Time series data, which consists of data points arranged in chronological order, is vital in diverse sectors such as finance, healthcare, and meteorology.
The art of feature engineering, where new features are derived from existing data, is a crucial aspect of developing precise and dependable predictive models.
In this article, we will discuss some essential base tips for feature engineering with time series data to help you harness the full potential of your data and improve the performance of your machine learning models.
We will delve into date and time features, domain-specific features, lag features, rolling and expanding window functions, exponential smoothing, and seasonal decomposition.
By mastering these techniques, you will be better equipped to uncover hidden patterns, trends, and relationships within your time series data and enhance your model's ability to make accurate predictions.
Time series data often comes with timestamps that provide valuable information about the data.
Extracting date and time features such as day, month, year, day of the week, and hour can help improve the model's performance by capturing patterns and trends related to these temporal components.
Seasonality, holidays, and weekends are examples of cyclical patterns that can be identified using date and time features.
Incorporating domain-specific features can significantly enhance the performance of a machine-learning model.

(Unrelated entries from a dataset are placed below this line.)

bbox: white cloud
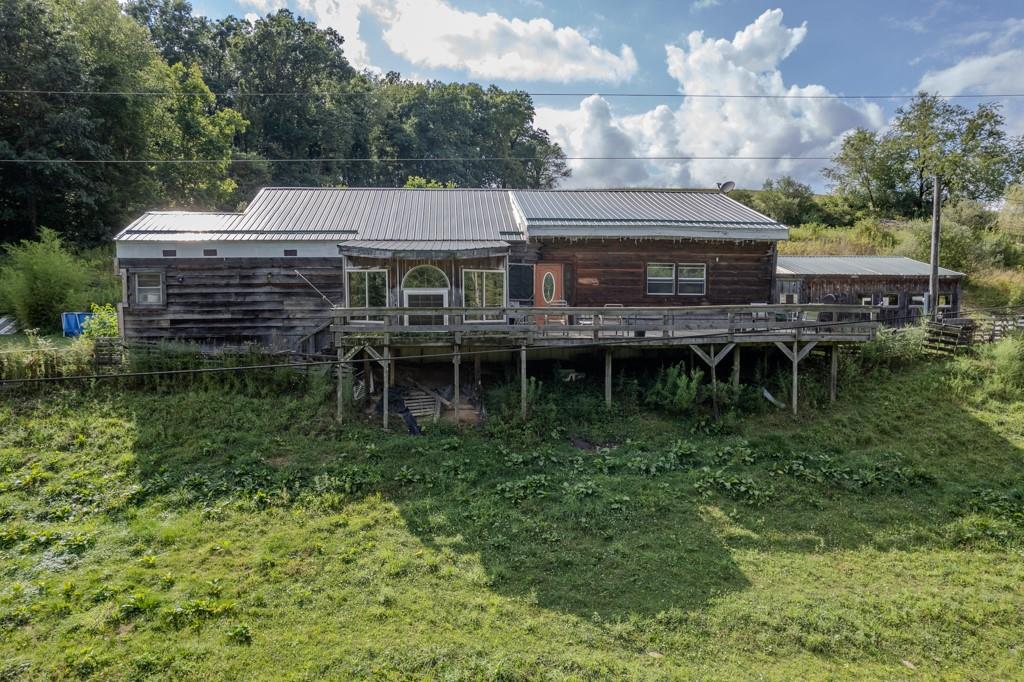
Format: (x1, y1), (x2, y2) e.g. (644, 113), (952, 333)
(369, 0), (637, 83)
(538, 9), (884, 186)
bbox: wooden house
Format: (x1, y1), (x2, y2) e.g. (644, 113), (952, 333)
(774, 256), (964, 327)
(116, 187), (787, 347)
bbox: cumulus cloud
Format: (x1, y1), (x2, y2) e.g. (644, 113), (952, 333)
(538, 9), (884, 186)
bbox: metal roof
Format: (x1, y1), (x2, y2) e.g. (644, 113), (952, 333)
(115, 187), (788, 242)
(513, 189), (788, 240)
(775, 256), (964, 278)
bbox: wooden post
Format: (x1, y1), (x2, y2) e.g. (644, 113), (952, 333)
(335, 346), (345, 424)
(519, 346), (526, 419)
(452, 344), (462, 424)
(793, 341), (800, 415)
(711, 343), (719, 421)
(383, 346), (392, 431)
(828, 343), (839, 402)
(604, 348), (611, 410)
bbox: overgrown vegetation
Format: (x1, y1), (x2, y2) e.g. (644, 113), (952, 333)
(0, 335), (1024, 679)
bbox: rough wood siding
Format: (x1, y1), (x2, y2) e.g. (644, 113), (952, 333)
(773, 274), (962, 325)
(540, 240), (775, 306)
(118, 258), (345, 348)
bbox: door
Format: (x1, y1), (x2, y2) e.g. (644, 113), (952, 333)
(404, 289), (449, 326)
(534, 263), (565, 308)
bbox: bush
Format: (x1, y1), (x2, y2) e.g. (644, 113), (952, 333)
(0, 227), (89, 333)
(82, 303), (119, 339)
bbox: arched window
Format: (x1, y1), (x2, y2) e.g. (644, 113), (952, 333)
(401, 265), (449, 289)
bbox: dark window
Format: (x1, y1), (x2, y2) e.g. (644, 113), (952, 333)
(509, 263), (534, 301)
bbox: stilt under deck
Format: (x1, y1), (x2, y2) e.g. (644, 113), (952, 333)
(332, 305), (879, 419)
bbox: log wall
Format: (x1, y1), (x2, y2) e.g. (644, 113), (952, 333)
(539, 240), (775, 306)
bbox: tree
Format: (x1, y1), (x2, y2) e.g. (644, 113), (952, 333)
(757, 175), (818, 225)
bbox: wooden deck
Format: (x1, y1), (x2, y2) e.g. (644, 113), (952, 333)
(332, 304), (879, 348)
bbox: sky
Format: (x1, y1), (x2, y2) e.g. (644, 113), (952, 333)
(194, 0), (1024, 189)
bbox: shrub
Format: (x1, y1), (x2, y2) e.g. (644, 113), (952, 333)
(0, 227), (89, 332)
(82, 303), (119, 339)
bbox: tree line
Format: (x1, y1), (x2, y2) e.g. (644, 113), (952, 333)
(0, 0), (569, 245)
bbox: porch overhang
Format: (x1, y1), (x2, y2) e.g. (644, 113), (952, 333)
(338, 240), (509, 260)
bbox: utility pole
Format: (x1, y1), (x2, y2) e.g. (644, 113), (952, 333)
(927, 174), (942, 319)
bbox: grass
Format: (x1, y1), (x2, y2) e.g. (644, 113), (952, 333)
(0, 356), (1024, 679)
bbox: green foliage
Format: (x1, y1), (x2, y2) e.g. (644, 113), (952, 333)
(644, 363), (706, 415)
(0, 228), (88, 332)
(82, 303), (119, 339)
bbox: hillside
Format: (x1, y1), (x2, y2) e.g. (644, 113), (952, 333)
(0, 348), (1024, 679)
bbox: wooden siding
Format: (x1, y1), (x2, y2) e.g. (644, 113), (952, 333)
(118, 258), (345, 348)
(539, 240), (775, 306)
(772, 274), (962, 325)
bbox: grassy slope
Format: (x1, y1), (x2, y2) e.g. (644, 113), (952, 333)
(0, 360), (1024, 679)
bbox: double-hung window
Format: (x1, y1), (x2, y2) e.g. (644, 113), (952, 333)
(462, 270), (505, 322)
(676, 263), (708, 296)
(348, 269), (387, 322)
(135, 272), (164, 305)
(647, 263), (676, 296)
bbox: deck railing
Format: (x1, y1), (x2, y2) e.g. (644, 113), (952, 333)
(332, 304), (879, 340)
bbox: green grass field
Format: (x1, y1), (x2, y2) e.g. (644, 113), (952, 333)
(0, 358), (1024, 680)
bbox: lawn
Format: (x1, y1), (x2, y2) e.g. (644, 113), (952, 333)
(0, 364), (1024, 680)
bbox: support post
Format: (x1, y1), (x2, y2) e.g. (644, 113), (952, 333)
(452, 344), (462, 424)
(604, 348), (611, 410)
(383, 346), (392, 431)
(519, 346), (526, 419)
(335, 346), (345, 424)
(793, 341), (800, 415)
(828, 343), (839, 402)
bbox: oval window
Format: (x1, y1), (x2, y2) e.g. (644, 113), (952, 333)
(541, 272), (555, 303)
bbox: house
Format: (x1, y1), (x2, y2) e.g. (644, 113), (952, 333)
(116, 187), (787, 348)
(773, 256), (964, 326)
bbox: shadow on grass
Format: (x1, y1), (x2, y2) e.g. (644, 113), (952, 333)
(114, 360), (1022, 620)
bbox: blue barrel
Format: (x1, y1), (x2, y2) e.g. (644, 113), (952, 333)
(60, 312), (92, 336)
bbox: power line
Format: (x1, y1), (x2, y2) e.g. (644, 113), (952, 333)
(0, 86), (1024, 100)
(0, 155), (831, 165)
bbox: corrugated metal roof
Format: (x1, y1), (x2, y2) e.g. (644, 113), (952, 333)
(116, 187), (787, 242)
(513, 189), (788, 240)
(775, 256), (964, 278)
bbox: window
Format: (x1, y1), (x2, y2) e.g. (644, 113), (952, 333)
(135, 272), (164, 305)
(462, 270), (505, 322)
(348, 269), (387, 322)
(676, 263), (708, 296)
(647, 263), (676, 296)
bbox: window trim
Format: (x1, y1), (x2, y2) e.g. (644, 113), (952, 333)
(132, 270), (167, 308)
(345, 267), (391, 325)
(643, 262), (676, 296)
(676, 263), (708, 296)
(462, 267), (509, 324)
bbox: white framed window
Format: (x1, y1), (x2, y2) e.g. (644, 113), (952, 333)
(676, 263), (708, 296)
(346, 268), (388, 322)
(647, 263), (676, 296)
(135, 272), (164, 305)
(462, 269), (505, 322)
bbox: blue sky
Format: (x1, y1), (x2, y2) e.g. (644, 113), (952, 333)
(188, 0), (1024, 186)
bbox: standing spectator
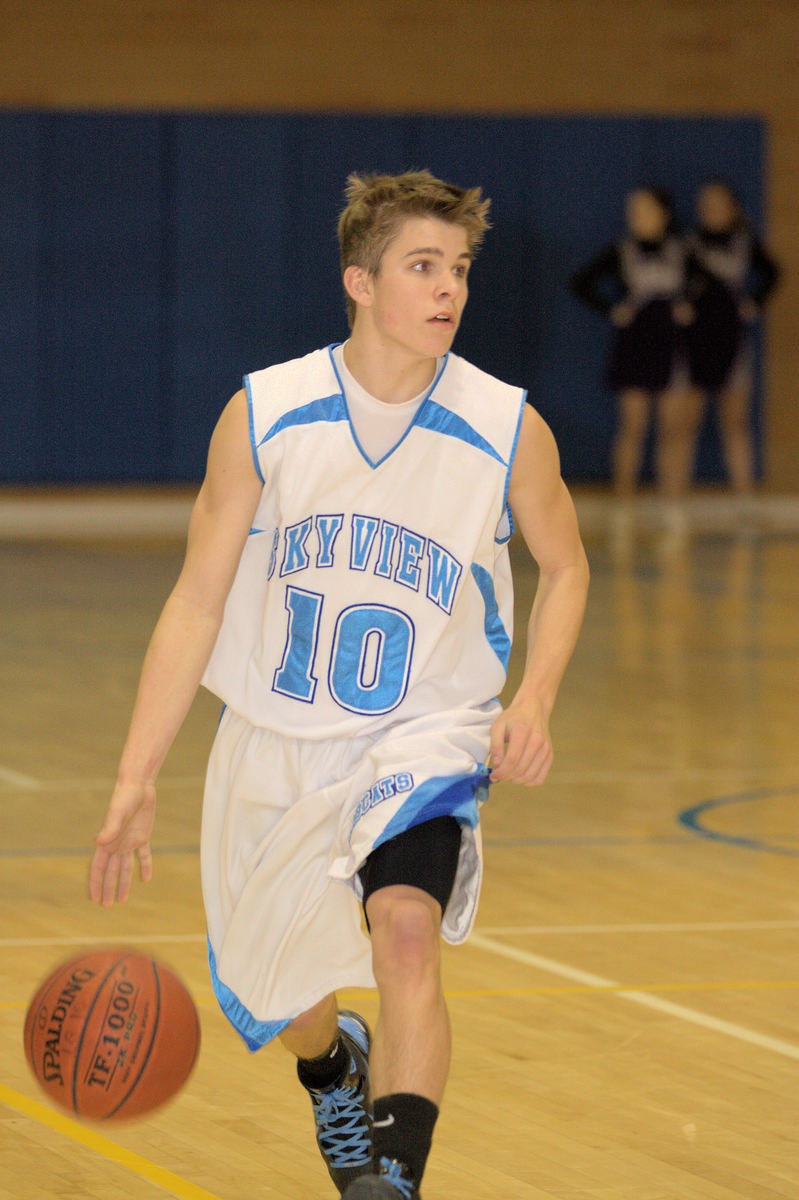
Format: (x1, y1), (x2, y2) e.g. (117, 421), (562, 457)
(686, 179), (779, 494)
(571, 187), (691, 496)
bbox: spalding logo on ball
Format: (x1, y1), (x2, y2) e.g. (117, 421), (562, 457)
(25, 949), (200, 1121)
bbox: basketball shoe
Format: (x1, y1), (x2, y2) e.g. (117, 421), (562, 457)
(342, 1158), (421, 1200)
(308, 1009), (372, 1193)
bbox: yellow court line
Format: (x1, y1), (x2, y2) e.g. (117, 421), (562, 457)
(0, 1084), (221, 1200)
(0, 979), (799, 1013)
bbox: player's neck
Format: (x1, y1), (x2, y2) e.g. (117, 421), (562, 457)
(344, 330), (437, 404)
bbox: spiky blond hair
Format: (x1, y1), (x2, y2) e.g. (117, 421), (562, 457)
(338, 170), (491, 328)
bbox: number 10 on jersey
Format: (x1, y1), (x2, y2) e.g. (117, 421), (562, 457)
(272, 584), (414, 716)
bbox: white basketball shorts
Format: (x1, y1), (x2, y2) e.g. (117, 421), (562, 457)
(200, 702), (491, 1050)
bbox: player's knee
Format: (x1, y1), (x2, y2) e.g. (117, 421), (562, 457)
(368, 888), (440, 983)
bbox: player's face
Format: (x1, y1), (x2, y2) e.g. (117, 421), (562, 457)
(626, 188), (668, 241)
(697, 184), (738, 233)
(370, 217), (471, 358)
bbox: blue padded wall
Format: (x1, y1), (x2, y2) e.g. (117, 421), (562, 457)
(0, 113), (764, 482)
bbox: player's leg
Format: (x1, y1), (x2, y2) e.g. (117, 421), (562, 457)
(613, 388), (650, 496)
(280, 995), (372, 1192)
(655, 385), (703, 499)
(719, 382), (755, 496)
(346, 817), (461, 1200)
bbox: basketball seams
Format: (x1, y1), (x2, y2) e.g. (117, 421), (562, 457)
(83, 969), (142, 1099)
(72, 954), (133, 1120)
(104, 959), (163, 1120)
(22, 948), (202, 1121)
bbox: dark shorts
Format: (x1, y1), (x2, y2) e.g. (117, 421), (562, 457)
(358, 816), (461, 912)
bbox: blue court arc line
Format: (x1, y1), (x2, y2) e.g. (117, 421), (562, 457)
(677, 787), (799, 858)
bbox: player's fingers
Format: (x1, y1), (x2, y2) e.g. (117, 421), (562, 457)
(116, 851), (133, 904)
(138, 841), (152, 883)
(103, 854), (119, 908)
(89, 846), (108, 904)
(521, 742), (554, 787)
(498, 725), (529, 779)
(491, 713), (507, 779)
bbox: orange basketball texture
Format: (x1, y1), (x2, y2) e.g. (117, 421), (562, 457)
(25, 949), (200, 1121)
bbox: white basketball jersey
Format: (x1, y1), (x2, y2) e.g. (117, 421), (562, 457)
(204, 348), (525, 738)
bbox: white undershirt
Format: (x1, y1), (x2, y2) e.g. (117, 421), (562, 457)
(332, 346), (441, 462)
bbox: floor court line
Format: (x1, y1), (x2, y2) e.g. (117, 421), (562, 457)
(0, 979), (799, 1013)
(469, 934), (799, 1062)
(475, 920), (799, 944)
(0, 1084), (221, 1200)
(0, 919), (799, 949)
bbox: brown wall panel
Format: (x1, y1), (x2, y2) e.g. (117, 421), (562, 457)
(0, 0), (799, 490)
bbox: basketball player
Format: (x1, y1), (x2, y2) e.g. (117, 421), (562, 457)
(571, 187), (690, 497)
(685, 179), (780, 496)
(91, 172), (588, 1200)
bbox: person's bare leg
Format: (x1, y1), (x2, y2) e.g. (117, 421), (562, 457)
(719, 388), (755, 496)
(366, 886), (451, 1105)
(655, 388), (702, 499)
(280, 995), (338, 1058)
(613, 388), (650, 496)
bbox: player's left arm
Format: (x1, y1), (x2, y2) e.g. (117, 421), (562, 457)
(491, 406), (588, 785)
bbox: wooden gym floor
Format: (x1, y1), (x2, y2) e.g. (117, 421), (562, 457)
(0, 492), (799, 1200)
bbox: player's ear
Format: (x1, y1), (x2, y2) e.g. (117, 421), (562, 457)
(344, 266), (372, 308)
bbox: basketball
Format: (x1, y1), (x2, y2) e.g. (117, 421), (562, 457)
(25, 949), (200, 1121)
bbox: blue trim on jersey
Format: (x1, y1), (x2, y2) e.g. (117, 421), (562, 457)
(415, 401), (505, 467)
(471, 563), (511, 671)
(373, 766), (491, 850)
(495, 388), (528, 546)
(258, 395), (349, 446)
(328, 342), (448, 470)
(208, 938), (292, 1051)
(244, 376), (266, 485)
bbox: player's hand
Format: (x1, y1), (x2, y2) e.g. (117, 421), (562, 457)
(491, 701), (554, 787)
(89, 784), (156, 908)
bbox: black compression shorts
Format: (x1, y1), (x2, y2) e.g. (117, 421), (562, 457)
(358, 817), (461, 912)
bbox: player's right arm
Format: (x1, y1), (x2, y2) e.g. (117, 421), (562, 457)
(89, 391), (263, 905)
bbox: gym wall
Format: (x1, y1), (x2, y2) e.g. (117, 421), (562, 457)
(0, 0), (799, 488)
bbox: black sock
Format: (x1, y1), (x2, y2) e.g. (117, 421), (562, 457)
(296, 1038), (349, 1091)
(372, 1092), (438, 1187)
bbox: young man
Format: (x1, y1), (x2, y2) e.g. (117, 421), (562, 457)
(91, 172), (588, 1200)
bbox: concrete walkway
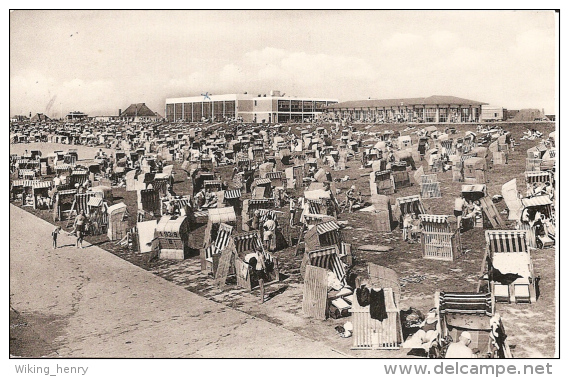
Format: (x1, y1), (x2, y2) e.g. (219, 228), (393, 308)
(10, 205), (344, 358)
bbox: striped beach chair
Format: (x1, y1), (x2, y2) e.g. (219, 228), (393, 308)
(478, 230), (536, 303)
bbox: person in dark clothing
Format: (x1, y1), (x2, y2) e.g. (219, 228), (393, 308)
(356, 285), (370, 307)
(369, 289), (387, 322)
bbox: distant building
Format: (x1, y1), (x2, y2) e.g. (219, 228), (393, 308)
(93, 115), (119, 122)
(65, 111), (87, 121)
(165, 91), (338, 123)
(327, 96), (486, 123)
(10, 115), (29, 122)
(506, 109), (520, 120)
(119, 102), (162, 122)
(480, 105), (508, 122)
(511, 109), (548, 122)
(30, 113), (51, 122)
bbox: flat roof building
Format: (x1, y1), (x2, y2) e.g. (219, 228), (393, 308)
(165, 91), (338, 123)
(326, 96), (487, 123)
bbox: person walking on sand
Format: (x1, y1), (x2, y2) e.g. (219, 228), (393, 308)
(74, 210), (87, 249)
(51, 226), (61, 249)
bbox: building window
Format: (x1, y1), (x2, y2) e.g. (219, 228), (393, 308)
(192, 102), (202, 122)
(174, 104), (182, 121)
(425, 108), (437, 122)
(290, 100), (302, 113)
(439, 108), (448, 122)
(460, 108), (470, 122)
(166, 104), (174, 121)
(224, 101), (235, 118)
(278, 113), (290, 122)
(278, 100), (290, 111)
(314, 101), (326, 112)
(184, 102), (192, 121)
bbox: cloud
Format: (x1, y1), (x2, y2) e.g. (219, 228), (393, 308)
(429, 30), (460, 49)
(381, 33), (423, 50)
(10, 71), (118, 117)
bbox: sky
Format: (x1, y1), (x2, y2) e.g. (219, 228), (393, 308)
(10, 10), (558, 117)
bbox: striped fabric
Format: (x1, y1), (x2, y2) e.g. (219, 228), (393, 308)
(152, 178), (169, 197)
(75, 192), (95, 214)
(233, 231), (263, 253)
(522, 196), (553, 207)
(439, 291), (494, 316)
(87, 196), (103, 207)
(397, 195), (425, 215)
(205, 224), (233, 259)
(265, 171), (285, 180)
(485, 230), (528, 253)
(316, 221), (340, 235)
(421, 174), (439, 184)
(249, 198), (271, 209)
(55, 164), (73, 171)
(375, 169), (391, 180)
(308, 246), (346, 284)
(12, 180), (42, 188)
(548, 150), (555, 159)
(419, 214), (449, 223)
(57, 189), (77, 195)
(223, 189), (241, 199)
(203, 180), (222, 192)
(18, 169), (36, 180)
(255, 179), (271, 186)
(460, 154), (476, 163)
(525, 171), (551, 183)
(258, 209), (276, 224)
(32, 180), (53, 189)
(461, 184), (486, 193)
(308, 201), (322, 214)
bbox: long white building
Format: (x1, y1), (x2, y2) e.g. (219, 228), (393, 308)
(165, 91), (338, 123)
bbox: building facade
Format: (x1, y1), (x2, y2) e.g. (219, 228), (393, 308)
(119, 102), (162, 122)
(165, 91), (338, 123)
(326, 96), (486, 123)
(480, 105), (508, 122)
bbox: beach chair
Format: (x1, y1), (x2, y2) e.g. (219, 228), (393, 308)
(478, 230), (537, 303)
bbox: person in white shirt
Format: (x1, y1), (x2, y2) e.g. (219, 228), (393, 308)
(454, 197), (466, 230)
(263, 216), (277, 251)
(245, 247), (266, 303)
(445, 331), (476, 358)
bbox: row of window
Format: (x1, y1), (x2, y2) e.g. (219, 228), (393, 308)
(166, 101), (235, 122)
(335, 108), (479, 122)
(277, 100), (337, 113)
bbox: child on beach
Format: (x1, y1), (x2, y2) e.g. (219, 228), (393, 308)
(51, 226), (61, 249)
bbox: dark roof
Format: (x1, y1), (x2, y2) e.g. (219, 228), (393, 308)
(120, 102), (156, 117)
(327, 96), (487, 109)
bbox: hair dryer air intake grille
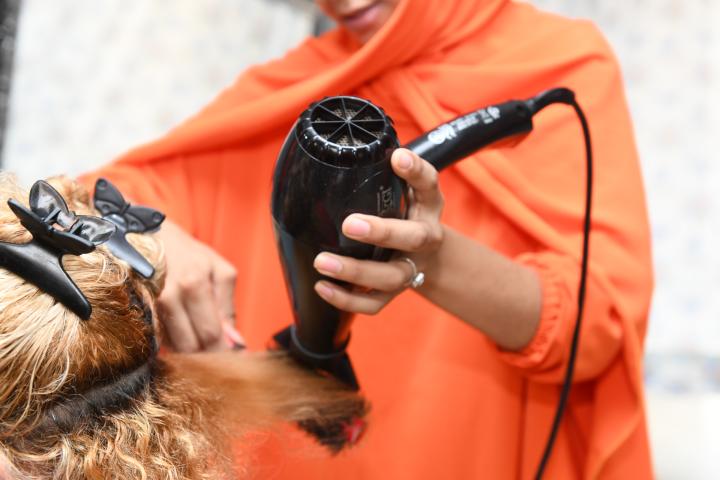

Domain-specific features are derived from expert knowledge in the relevant field and can provide valuable information that is not present in the raw time series data.
For example, in finance, the volatility index or other economic indicators can be used as additional features to improve the prediction of stock prices.
Here is an example of my own function that was widely used across quant hedge fund practices:
def extract_date_features(data):
data['Year'] = data.index.year
data['Month'] = data.index.month
data['Day'] = data.index.day
data['Weekday'] = data.index.weekday
data['Day_of_year'] = data.index.dayofyear
data['Week_of_year'] = data.index.isocalendar().week
data['Quarter'] = data.index.quarter
data['Is_month_start'] = data.index.is_month_start
data['Is_month_end'] = data.index.is_month_end
data['Is_quarter_start'] = data.index.is_quarter_start
data['Is_quarter_end'] = data.index.is_quarter_end
data['Is_year_start'] = data.index.is_year_start
data['Is_year_end'] = data.index.is_year_end
data['Days_in_month'] = data.index.days_in_month
data['Is_leap_year'] = data.index.is_leap_year
data['Elapsed_days'] = (data.index - data.index.min()).days
data['Weekday_name'] = data.index.day_name()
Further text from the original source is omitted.